We have to be careful here. We may be so used to thinking of the leaders of Christians as shepherds – which is what pastor means – that we tend to think of Jesus here as simply the top shepherd, the boss shepherd, but Jesus is using the imagery here to emphasize his relationship to his people. He even equates his relationship to his people – that is to you and me – to his relationship to his father, to God. That is amazing! Once again we are seeing the difference between their way of thinking, dominated by the significance to them of the small group to which they belonged, and our (Western) way of thinking where the individual is much more important than anyone else or any group of people. We are, of course, fully entitled to our culture and there is nothing much we can do to escape from it but we must make every effort to grasp hold of the full import of this teaching of Jesus. We have seen it again and again in many different sorts of comments and metaphors throughout John’s Gospel.
Jesus says ‘I am the Good Shepherd’ and then goes on immediately to say that he will lay down his life for the sheep. This leads us to some important made up words for the way the Gospel should be presented. First we get ‘Christocentric’ which clearly emphasises that our Gospel must be centred on Christ. Then we get Cruco-Christocentric which says that our Gospel must be centred on the Crucified Christ. This is important. We must not place the emphasis on the Social Jesus by seeking to emulate him in his many good works – important though those are and our imitation of them is; we must not place the emphasis on his work in outreaching to other people which we copy in evangelism; not even on his divinity as that would lead us to try to emphasise his Glory in pageants of glorious worship and praise. No! Our sole emphasis is to be on the great work that he accomplished on the Cross, for our redemption, our salvation, our growth in purity and holiness, and our eventual glorification with him in the eternal kingdom. There is nothing in what he did that we can emulate at all. He alone did those things and achieved those purposes. That may seem to be an almost useless abstraction. Should we not concentrate on doing things to the glory of God and the benefit of his Kingdom? No! Our central core emphasis must always be on Christ and him crucified. We must be Cruco-Christocentric. Only Jesus, his death and the resurrection that validated that death, are to lie at the centre of our thinking and all our activity. Only then will our motivations be right and acceptable to the Lord God.

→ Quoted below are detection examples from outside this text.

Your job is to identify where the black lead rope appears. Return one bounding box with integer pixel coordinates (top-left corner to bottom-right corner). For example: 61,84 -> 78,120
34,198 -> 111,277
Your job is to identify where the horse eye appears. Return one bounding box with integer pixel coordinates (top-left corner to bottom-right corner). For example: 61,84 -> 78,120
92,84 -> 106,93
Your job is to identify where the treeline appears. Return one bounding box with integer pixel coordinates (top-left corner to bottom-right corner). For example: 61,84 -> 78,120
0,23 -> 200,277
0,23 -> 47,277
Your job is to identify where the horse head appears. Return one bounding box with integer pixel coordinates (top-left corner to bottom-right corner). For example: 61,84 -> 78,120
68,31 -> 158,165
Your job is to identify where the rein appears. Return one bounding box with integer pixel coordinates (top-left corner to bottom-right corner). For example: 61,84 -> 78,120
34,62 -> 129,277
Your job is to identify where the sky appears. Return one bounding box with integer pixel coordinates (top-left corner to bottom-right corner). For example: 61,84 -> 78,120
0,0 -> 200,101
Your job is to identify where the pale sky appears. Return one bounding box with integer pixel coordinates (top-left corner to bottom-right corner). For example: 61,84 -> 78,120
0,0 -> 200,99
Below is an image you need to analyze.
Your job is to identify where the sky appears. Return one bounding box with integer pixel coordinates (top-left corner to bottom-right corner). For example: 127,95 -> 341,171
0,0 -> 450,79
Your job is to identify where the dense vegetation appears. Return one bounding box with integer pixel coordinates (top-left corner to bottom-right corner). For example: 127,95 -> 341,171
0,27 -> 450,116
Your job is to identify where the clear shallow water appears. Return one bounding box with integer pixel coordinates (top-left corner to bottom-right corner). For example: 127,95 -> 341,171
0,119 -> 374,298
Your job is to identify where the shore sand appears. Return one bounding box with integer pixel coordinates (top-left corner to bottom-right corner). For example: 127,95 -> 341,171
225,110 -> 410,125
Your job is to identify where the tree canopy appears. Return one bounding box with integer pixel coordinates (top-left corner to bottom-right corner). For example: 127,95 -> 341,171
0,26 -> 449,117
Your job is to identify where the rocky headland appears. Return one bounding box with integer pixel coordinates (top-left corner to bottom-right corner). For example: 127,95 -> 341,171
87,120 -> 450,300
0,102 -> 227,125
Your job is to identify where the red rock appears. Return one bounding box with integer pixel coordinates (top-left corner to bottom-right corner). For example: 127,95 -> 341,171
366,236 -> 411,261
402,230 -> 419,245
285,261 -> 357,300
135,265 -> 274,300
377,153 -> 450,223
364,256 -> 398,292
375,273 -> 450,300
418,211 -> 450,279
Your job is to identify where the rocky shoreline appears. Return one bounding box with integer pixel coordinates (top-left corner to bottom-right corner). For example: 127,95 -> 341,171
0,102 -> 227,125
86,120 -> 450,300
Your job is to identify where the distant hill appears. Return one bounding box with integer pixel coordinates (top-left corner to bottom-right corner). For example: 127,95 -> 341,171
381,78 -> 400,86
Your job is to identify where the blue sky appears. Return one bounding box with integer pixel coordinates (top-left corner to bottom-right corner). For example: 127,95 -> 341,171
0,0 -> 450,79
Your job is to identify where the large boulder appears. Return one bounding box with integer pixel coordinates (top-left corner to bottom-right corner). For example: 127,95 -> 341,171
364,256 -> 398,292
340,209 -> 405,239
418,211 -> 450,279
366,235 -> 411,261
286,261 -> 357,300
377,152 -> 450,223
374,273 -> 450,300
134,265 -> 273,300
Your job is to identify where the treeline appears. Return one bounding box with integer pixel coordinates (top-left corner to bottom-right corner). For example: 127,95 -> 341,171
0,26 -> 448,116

Then will we be good and obedient sheep at the centre of his flock, following his guiding, living the sort of lives as we go in and out to the Kingdom pastures that are the best and greatest of all lives to live. Note here how much in this Gospel the emphasis falls not so much on sin, though it is a consideration, but on the importance of the continuing life that is opened up for the Christian as they set out to follow him. Jesus was always looking forward to his follower’s futures, not deeply concerned about their pasts. His was an orientation to the future not the past. Even to the woman caught in adultery he said “go now and leave your life of sin”. As we saw last time .‘Jesus is the gate’; he is about us going in and out to find pasture – it is our continuing lives that are now the prime concern of our most gracious Lord. To keep them strong we must always centre and focus all our beings on Christ and him crucified. We must be Cruco-Christocentric in everything.